Revenue concentration and stretched receivables cycle
The company has signed long term PPA (25 Years) to supply its entire power to MSEDCL. Thus, any dispute or weakening of the credit profile of the off-taker puts MSPCL under serious counter party risk. Further, the receivables include the contractual accumulated receivables with respect to Late Payment Surcharge (LPS) until FY2023 of Rs 14,842 Cr.
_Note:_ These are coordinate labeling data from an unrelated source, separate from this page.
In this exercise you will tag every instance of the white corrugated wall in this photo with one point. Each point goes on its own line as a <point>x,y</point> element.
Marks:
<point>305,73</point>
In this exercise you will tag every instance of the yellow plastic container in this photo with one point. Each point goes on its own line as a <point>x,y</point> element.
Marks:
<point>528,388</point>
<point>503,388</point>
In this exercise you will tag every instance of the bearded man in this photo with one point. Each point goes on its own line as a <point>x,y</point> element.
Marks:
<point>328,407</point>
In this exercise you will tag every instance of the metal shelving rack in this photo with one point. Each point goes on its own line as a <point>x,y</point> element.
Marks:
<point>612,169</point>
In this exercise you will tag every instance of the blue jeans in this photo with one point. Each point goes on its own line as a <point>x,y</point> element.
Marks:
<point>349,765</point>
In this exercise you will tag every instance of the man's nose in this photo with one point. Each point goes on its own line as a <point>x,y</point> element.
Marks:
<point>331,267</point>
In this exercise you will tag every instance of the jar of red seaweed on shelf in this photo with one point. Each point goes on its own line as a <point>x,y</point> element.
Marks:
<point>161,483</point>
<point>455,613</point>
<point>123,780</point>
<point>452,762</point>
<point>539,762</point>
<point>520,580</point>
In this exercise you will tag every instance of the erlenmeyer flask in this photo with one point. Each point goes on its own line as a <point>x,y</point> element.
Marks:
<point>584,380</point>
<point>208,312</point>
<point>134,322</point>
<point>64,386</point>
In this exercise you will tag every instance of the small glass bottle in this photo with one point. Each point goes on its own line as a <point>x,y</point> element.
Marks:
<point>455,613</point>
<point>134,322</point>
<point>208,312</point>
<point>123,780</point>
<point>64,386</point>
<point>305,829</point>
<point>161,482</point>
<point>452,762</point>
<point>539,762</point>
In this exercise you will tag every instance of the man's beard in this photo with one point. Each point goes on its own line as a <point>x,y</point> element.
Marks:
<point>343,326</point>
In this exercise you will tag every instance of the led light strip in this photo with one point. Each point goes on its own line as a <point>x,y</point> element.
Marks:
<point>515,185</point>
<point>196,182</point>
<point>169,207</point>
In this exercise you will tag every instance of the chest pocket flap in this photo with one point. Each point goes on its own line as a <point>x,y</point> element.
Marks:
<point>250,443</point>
Till FY2018 both MSPCL and MSEDCL were recording same amount of LPS. However, since FY2019 MSEDCL retrospectively revised the amount of the late payment surcharge by changing the methodology wherein the payments were first adjusted towards principal dues instead of LPS. As a result of the same, there is a huge difference between the LPS amount recorded by MSPCL and MSEDCL. However, under LPS scheme 22 MSPCL has been receiving Rs. 287.52 Cr. monthly from MSEDCL towards the LPS. This has although improved company's receivable during FY2023, the same still stood high. The outstanding balance stood at Rs 25,947 Cr as on March 31, 2023 as against Rs 27,231 Cr as on March 31, 2022 and Rs 24,518 Cr. as on March 31, 2021. Receivable days stood at 329 days in FY2023 against 453 days in FY 2022. With timely receipts of payments under LPS rule 22 liquidity of the company is expected to improve to some extent. Acuité believes timely recovery of the pending LPS along with the recovery of the disputed amount will continue to remain a key rating sensitivity going ahead.